News as the raw material for analysis
Posted Friday, February 22, 7:43AMWanted to share this post on O'Reilly (http://radar.oreilly.com/archives/2008/02/reuters-ceo-sees-semantic-web.html) that I thought was very interesting, and a good seed topic for this group.
In it, Tim O'Reilly discusses an interview he did with Devin Wenig, COO of Reuters. Mr. Wenig discussed a perspective on the news that is, seemingly, uncommon: that news is not necessarily the end product, rather, it is the raw material for analysis by others. This thinking makes great sense when you see what they're doing with the purchase of ClearForest and the recent availability of Open Calais (http://www.opencalais.com/).
What do you think about this?

Accepting news as "raw material" is also accepting news as (probably) a commodity. As a provider of news Reuters needs to have some unique capability otherwise it's a race to the bottom on price. However, being a raw material also binds you in tightly in the value add - so high-level analysis becomes more dependent on the raw material.

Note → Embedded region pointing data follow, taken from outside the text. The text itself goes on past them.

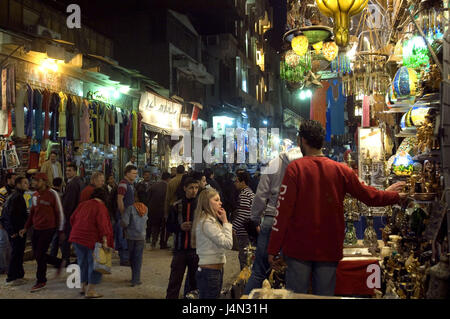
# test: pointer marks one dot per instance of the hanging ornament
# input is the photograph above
(318, 46)
(300, 44)
(405, 82)
(341, 11)
(330, 50)
(292, 59)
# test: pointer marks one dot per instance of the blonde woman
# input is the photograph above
(211, 236)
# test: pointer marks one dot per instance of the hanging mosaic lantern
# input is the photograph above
(300, 44)
(330, 50)
(292, 59)
(318, 46)
(341, 11)
(405, 82)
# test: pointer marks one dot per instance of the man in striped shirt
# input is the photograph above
(46, 218)
(242, 214)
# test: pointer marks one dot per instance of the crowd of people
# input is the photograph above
(293, 215)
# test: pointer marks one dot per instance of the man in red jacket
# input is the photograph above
(46, 217)
(309, 227)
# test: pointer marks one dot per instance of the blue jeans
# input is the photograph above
(209, 283)
(120, 242)
(136, 249)
(5, 250)
(298, 274)
(261, 265)
(85, 259)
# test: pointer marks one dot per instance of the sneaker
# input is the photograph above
(38, 287)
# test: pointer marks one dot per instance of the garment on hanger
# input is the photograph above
(38, 116)
(69, 118)
(118, 125)
(62, 115)
(101, 123)
(19, 115)
(84, 124)
(54, 120)
(336, 106)
(135, 129)
(318, 111)
(76, 117)
(29, 118)
(46, 109)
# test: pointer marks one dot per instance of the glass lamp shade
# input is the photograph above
(330, 50)
(300, 44)
(405, 82)
(403, 164)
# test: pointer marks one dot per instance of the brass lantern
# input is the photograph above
(300, 45)
(341, 11)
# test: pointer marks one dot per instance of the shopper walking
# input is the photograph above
(241, 217)
(52, 168)
(156, 226)
(91, 224)
(14, 217)
(46, 218)
(134, 221)
(125, 198)
(97, 181)
(181, 216)
(309, 227)
(5, 248)
(263, 213)
(211, 236)
(70, 201)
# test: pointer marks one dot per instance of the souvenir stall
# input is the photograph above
(388, 71)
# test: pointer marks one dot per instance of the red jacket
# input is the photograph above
(90, 222)
(46, 211)
(310, 220)
(86, 193)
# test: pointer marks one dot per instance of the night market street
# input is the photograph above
(155, 275)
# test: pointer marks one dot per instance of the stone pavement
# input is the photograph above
(155, 277)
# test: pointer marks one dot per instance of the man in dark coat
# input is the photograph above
(156, 201)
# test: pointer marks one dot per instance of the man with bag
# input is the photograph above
(91, 232)
(46, 217)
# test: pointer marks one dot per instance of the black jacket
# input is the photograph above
(177, 216)
(71, 196)
(15, 215)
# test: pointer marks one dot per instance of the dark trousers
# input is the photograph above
(41, 241)
(210, 283)
(15, 269)
(135, 250)
(181, 260)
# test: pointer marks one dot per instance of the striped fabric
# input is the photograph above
(243, 210)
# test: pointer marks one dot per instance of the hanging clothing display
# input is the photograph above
(38, 120)
(318, 111)
(29, 121)
(62, 114)
(19, 109)
(336, 106)
(84, 123)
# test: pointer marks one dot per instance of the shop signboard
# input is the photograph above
(159, 111)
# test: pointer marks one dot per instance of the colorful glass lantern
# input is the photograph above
(418, 114)
(292, 59)
(341, 11)
(300, 45)
(405, 82)
(318, 46)
(403, 164)
(330, 50)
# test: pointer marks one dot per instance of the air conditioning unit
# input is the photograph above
(47, 33)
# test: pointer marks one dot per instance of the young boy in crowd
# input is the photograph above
(134, 221)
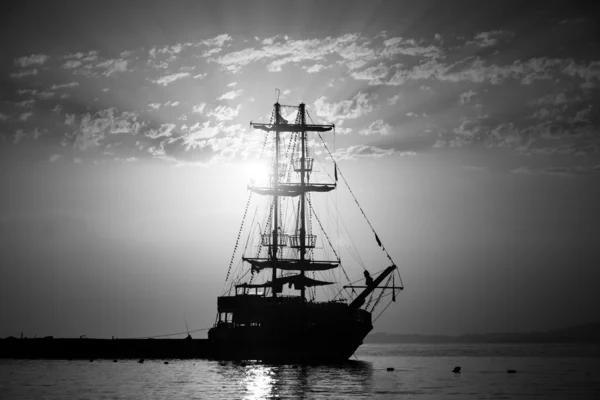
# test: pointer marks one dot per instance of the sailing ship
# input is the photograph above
(279, 307)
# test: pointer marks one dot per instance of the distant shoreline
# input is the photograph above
(589, 333)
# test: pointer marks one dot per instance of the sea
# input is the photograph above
(376, 371)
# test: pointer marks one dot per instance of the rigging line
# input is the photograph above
(170, 334)
(237, 241)
(381, 293)
(328, 240)
(382, 311)
(357, 203)
(250, 231)
(350, 246)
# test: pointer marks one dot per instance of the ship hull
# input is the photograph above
(291, 332)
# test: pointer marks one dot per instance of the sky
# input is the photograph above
(468, 131)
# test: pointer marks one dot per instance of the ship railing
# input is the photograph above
(267, 239)
(296, 241)
(308, 163)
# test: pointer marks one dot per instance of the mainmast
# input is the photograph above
(303, 176)
(301, 240)
(275, 244)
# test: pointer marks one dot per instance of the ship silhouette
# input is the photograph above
(280, 302)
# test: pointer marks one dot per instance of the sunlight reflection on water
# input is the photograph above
(420, 372)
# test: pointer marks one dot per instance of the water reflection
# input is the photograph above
(256, 380)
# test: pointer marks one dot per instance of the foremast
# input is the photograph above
(277, 189)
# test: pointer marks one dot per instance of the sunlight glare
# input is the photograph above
(257, 173)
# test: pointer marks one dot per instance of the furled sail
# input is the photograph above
(290, 264)
(297, 281)
(292, 128)
(292, 189)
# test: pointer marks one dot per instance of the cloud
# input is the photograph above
(489, 38)
(93, 128)
(217, 41)
(364, 151)
(315, 68)
(34, 59)
(165, 130)
(373, 74)
(72, 64)
(394, 99)
(25, 116)
(465, 97)
(112, 66)
(230, 95)
(199, 108)
(224, 113)
(167, 79)
(377, 127)
(26, 103)
(24, 73)
(356, 107)
(65, 85)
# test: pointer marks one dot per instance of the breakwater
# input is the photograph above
(88, 348)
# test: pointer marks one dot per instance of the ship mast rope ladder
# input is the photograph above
(287, 174)
(338, 171)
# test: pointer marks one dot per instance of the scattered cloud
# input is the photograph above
(465, 97)
(34, 59)
(378, 127)
(25, 116)
(92, 129)
(168, 79)
(199, 108)
(230, 95)
(224, 113)
(394, 99)
(64, 85)
(24, 73)
(165, 130)
(359, 105)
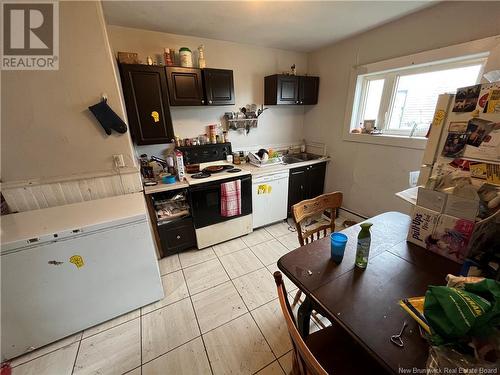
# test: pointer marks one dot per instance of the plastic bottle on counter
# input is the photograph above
(186, 57)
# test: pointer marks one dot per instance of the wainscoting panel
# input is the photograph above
(36, 196)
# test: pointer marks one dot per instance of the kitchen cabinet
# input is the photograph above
(308, 90)
(292, 90)
(146, 98)
(219, 86)
(305, 183)
(185, 86)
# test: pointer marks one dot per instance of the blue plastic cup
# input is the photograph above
(338, 242)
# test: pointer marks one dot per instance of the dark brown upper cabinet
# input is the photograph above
(286, 89)
(281, 89)
(219, 86)
(308, 90)
(185, 86)
(146, 98)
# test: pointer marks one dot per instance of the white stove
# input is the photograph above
(211, 226)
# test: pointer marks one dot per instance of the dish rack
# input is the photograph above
(255, 160)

This unique capability for Reuters might be something abstract like "trust" embodied in a brand. Perhaps there's a universal rule that analysis is only as trustable as the least trustable news/fact it is built upon.
As a Reuters employee I've got to wholeheartedly agree with all Mr Wenig says ;-) . This 'raw material' approach makes it all the more important that Reuters also continues to innovate in the higher-level analysis and tools, and to innovate in the news capture processes and approaches.
I'm around at the conference and I hope we'll all be able to discuss this topic.
News needs a microformat.
http://microformats.org/
I'm shocked there isn't one.
We should make one.
Who's in?
Longer rant:
They solve the big problem with special XML formats by being built purely with XHTML. Basically, that means that you don't need to translate from a XML format to HTML, you can just style up the microformatted information with CSS.
For instance, if I was writing a news microformat, I would need a way to denote a captioned image. Since there is no pre-defined way to do that with XHTML (like there is, say, with italicized text, the tag.), I might do something like this:
This is the caption of the photo below
If a few sites agree to write XHTML that way then web spiders, browsers, etc, would know something semantic about the data, that it was a captioned image in a news article, instead of just knowing it was a div containing an image and a paragraph.
It's a fantastic extension to the already fantastic ideas about writing semantic XHTML. It's sort of a form of search engine optimization, but 10 times more powerful -- because yours and other sites are presenting the information in a consistent structure.
Consistent, semantic, and structured. And without requiring any new technologies, browsers, servers, or standards bodies.
Woot!
Ooh. My example broke. Doh. Silly form.
Brian, there's NewsML as a way to package news, but this has a focus on syndication. This uses XHTML in the body of the content (AFAIK).
But this is an interesting alternative approach, and attractive from a SEO and spidering perspective which drives so much traffic (and hence revenue).